Wi=(Nt*Nc)/(Nt+Nc); where Nt and Nc are replicates for treatment and control groups.

I want to use R and perform meta-analysis by following similar approach. Any helps and suggestions will be highly appreciated.

Thanks'
Resham




This electronic message contains information generated by the USDA solely for the intended recipients. Any unauthorized interception of this message or the use or disclosure of the information it contains may violate the law and subject the violator to civil or criminal penalties. If you believe you have received this message in error, please notify the sender and delete the email immediately.
#
Dear Resham,

I approved your post as a non-member, but please sign up for the list: https://stat.ethz.ch/mailman/listinfo/r-sig-meta-analysis 

What kind of outcome/effect size measure are you dealing with? I will venture a guess and assume you are dealing with (log-transformed) ratios of means. The actual sampling variance is then computed with:

vi = sd1i^2/(n1i*m1i^2) + sd2i^2/(n2i*m2i^2)

where m1i and m2i are the means of the first and second group, sd1i and sd2i are the SDs, and n1i and n2i are the group sizes. And the problem is that the SDs are not known (but you do know the means -- as otherwise you would not be able to compute the outcomes in the first place -- and you do know the group sizes).

Here are some thoughts:

Note that the sampling variance can also be written as:

vi = cv1i^2 / n1i + cv2i^2 / n2i

where cv1i and cv2i are the coefficient of variation for the first and second group. Maybe you could make an educated guess how large the CVs are and use that as a rough approximation to the actual sampling variances. Some people have used:

vi = 1 / n1i + 1 / n2i

which actually just implies that we assume that the CVs = 1 within each group.

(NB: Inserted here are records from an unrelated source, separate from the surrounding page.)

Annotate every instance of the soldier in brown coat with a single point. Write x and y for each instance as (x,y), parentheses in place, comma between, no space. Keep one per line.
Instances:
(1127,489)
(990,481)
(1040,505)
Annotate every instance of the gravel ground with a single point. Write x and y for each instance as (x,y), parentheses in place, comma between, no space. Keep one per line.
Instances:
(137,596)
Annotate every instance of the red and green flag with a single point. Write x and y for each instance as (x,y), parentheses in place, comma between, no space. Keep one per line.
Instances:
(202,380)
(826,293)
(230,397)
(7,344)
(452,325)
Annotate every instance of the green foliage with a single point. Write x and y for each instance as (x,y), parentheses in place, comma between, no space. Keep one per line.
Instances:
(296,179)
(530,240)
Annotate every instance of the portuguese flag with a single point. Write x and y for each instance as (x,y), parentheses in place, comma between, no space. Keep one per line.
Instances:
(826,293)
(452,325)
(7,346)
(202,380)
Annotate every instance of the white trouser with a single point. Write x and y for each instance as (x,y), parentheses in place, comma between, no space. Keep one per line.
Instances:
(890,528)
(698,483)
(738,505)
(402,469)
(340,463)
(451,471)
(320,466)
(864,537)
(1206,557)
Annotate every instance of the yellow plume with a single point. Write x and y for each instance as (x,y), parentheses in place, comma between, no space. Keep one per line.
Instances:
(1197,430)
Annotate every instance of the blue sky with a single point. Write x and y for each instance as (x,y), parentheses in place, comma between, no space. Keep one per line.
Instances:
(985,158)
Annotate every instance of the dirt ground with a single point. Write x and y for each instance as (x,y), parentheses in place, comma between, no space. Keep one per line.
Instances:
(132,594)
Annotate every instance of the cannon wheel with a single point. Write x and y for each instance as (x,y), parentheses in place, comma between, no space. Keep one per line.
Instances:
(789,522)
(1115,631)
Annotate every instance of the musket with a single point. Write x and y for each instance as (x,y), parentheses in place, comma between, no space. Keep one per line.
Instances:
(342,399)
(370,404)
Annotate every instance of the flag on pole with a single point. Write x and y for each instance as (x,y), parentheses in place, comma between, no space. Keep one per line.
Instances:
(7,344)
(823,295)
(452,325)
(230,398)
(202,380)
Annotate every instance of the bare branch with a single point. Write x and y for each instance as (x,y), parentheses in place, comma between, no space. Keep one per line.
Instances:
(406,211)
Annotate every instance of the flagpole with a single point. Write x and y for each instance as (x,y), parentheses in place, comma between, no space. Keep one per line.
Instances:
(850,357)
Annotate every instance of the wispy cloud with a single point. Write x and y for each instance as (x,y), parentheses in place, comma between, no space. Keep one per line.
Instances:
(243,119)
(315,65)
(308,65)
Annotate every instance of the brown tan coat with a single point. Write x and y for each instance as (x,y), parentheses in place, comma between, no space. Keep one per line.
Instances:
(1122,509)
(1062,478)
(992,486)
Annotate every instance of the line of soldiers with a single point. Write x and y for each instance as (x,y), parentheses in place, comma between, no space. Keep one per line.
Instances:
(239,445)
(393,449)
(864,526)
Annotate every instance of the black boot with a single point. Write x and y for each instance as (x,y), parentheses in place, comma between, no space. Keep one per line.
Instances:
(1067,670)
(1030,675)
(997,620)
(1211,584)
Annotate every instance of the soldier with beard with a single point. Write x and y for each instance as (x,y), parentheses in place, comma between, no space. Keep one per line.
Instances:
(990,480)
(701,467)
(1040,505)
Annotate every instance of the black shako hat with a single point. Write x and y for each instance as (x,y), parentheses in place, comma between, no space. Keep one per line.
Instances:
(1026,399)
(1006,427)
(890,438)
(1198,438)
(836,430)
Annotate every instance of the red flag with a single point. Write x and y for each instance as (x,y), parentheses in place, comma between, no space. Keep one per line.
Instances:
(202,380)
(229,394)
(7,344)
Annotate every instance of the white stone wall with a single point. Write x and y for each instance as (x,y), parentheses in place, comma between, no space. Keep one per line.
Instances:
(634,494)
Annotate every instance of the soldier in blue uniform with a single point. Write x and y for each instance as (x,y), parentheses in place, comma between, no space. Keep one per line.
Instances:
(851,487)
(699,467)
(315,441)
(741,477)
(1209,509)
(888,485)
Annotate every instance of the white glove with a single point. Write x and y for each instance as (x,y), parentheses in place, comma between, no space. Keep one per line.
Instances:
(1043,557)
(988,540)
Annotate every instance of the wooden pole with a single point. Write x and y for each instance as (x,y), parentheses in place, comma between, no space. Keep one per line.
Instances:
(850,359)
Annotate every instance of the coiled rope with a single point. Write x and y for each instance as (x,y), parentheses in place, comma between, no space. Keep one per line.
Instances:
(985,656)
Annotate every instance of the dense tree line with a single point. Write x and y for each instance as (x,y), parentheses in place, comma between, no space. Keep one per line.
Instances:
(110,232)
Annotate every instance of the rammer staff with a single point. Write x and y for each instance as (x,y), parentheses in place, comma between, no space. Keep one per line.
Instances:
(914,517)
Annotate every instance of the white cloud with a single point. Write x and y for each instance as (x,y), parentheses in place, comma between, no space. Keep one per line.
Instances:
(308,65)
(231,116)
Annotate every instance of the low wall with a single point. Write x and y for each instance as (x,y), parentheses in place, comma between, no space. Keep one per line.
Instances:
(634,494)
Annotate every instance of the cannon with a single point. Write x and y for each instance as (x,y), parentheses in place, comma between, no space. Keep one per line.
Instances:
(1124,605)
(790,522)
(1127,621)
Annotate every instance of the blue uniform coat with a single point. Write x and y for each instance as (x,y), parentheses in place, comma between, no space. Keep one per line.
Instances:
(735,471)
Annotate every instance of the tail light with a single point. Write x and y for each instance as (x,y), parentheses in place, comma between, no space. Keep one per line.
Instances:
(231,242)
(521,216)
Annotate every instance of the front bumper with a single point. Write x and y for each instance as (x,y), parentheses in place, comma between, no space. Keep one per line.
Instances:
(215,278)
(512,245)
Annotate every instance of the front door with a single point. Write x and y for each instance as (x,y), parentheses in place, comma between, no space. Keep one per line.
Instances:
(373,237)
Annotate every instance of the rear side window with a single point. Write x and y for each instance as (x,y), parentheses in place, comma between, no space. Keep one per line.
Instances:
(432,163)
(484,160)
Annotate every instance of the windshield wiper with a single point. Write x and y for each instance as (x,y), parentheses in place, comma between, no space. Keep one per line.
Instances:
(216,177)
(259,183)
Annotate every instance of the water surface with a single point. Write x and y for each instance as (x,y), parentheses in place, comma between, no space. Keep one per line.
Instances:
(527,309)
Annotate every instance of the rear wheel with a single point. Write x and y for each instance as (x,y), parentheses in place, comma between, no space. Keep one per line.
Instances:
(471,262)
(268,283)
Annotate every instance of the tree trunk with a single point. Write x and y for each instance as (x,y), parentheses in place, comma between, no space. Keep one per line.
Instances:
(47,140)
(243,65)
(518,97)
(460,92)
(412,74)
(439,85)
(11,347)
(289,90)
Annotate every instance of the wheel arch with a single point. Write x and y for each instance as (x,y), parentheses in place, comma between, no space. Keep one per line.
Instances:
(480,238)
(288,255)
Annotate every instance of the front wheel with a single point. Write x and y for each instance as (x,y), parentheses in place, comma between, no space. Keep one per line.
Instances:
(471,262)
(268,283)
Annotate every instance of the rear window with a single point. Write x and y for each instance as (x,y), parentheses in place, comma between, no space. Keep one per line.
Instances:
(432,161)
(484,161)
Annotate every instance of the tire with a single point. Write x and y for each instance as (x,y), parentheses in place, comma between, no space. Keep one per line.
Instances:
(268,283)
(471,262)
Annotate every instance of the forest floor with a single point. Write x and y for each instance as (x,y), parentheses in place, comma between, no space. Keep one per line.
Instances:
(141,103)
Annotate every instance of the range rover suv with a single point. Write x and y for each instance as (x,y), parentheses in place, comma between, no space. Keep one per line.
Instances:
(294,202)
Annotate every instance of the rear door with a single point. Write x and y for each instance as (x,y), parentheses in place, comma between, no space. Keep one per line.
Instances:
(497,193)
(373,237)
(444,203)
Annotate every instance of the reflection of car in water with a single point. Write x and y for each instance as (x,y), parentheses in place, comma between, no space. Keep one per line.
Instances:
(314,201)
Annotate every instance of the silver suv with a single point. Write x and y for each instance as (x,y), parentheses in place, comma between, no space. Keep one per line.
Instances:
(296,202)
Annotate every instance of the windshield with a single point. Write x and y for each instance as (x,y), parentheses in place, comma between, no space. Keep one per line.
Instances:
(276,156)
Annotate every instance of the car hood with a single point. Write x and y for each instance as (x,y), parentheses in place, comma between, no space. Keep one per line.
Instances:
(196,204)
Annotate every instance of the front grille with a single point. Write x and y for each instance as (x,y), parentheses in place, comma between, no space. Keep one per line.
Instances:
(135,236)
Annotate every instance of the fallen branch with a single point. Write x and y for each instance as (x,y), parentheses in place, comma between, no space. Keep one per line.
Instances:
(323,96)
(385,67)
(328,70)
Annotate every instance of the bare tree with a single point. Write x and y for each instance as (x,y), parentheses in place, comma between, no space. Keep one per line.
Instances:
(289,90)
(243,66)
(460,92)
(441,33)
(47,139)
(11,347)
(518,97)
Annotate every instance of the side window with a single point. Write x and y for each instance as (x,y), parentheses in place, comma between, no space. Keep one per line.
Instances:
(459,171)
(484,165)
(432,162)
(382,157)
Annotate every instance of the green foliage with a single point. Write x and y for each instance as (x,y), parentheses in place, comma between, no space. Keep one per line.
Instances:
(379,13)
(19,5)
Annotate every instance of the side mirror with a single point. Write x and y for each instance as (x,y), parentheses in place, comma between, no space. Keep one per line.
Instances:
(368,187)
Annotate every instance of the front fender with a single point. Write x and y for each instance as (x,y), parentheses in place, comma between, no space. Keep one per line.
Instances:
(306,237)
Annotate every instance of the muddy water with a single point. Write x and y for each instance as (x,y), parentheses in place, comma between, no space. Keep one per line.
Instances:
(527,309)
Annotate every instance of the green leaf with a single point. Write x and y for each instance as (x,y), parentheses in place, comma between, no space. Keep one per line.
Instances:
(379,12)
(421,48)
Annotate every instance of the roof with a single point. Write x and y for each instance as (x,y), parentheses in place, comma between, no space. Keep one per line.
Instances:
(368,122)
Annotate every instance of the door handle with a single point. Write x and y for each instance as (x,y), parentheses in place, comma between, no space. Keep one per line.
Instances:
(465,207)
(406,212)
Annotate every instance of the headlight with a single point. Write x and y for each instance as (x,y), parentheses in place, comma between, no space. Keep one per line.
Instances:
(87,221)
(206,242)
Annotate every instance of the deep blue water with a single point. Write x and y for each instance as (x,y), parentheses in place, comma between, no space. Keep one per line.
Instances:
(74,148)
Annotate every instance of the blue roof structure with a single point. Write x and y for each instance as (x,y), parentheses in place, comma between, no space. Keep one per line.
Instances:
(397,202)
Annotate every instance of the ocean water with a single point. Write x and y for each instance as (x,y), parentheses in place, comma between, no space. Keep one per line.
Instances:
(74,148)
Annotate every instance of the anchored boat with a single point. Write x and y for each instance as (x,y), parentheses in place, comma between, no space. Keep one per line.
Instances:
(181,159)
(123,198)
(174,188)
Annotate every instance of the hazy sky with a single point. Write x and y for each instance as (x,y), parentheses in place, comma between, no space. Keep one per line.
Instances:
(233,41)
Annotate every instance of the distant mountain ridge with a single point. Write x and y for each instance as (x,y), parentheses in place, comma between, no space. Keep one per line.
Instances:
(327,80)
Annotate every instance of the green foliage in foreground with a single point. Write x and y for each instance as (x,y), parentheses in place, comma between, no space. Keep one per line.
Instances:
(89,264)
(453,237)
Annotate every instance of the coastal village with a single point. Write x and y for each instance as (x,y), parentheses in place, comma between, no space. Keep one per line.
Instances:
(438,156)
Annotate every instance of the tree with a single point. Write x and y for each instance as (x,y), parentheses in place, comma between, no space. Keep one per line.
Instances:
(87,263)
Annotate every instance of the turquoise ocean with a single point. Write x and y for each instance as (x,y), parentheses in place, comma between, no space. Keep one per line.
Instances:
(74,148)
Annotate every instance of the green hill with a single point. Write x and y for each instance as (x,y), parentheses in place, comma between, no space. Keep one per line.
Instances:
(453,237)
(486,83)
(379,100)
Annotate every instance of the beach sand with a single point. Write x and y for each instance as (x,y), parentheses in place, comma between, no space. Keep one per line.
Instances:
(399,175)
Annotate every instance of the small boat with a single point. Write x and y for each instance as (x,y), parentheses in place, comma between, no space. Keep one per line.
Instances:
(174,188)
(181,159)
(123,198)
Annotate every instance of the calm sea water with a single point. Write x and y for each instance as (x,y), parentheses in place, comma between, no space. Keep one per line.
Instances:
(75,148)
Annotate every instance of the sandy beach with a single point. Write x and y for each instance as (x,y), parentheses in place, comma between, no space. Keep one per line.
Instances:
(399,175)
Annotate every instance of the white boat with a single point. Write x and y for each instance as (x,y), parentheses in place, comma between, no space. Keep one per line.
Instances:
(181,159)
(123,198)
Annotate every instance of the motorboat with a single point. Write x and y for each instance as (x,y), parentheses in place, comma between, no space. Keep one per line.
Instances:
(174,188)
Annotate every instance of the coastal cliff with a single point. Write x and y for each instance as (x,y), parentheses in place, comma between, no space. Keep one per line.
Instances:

Then fit the model as usual (e.g., rma(yi, vi) where yi are the log-transformed ratios of means and vi the approximate variances). Then you could follow this up with bootstrapping. Code for this can be found here: http://www.metafor-project.org/doku.php/tips:bootstrapping_with_ma

And/or you could consider using robust estimates of the standard errors for the fixed effects. That can be done using the robust() function (see help(robust) for details).

Best,
Wolfgang
#
Dear Dr. Wolfgang,

Thank you for your quick response.

In my dataset, I have sample size (replications) and means for both
treatment and control groups. With that, I am calculating the log response
ratio (lrr) as an effect size. Yes, most of the articles in my search have
not reported SD or CV. I found that many researchers in my field prefer to
weight effect sizes using Wi=(Nt*Nc)/(Nt+Nc); where Nt and Nc are
replicates for treatment and control groups. Here is one link of a paper:
https://www.researchgate.net/publication/315379724_
Increased_plant_uptake_of_native_soil_nitrogen_
following_fertilizer_addition_-_not_a_priming_effect ( Increased plant
uptake of native soil nitrogen following fertilizer addition ? not a
priming effect?).

My understanding is:
1. We can replace 'vi' with 'wi' and conduct the meta-analysis. Also, I
think multiple effect sizes from the study and multiple studies from the
same site will be more correlated with each other. To account for this, I
need to perform multi-level meta-analysis using random statement as
outlined in your website. So, my code looks like:

library(metafor)

dat <- read.csv('C:/Users/resham.thapa/Desktop/data_eg.csv') dat

# Calculating weighted effect size with multiple, nested
location/study/year as random effects.

res <- rma.mv(lrr, wi, random = ~ 1|site_id/study_id/site_year/com_control,
data=dat, method="REML")

res


*Is this correct?*


2.  Then, I need to perform non-parametric bootstrapping by slightly
modifying the codes from your website. However, I always get error while
running it. Any suggestions.


library(boot)

boot.func <- function(dat, indices) {

  res <- try(rma.mv(lrr, wi, random = ~
1|site_id/study_id/site_year/com_control,
data=dat, method="REML", subset=indices), silent=TRUE)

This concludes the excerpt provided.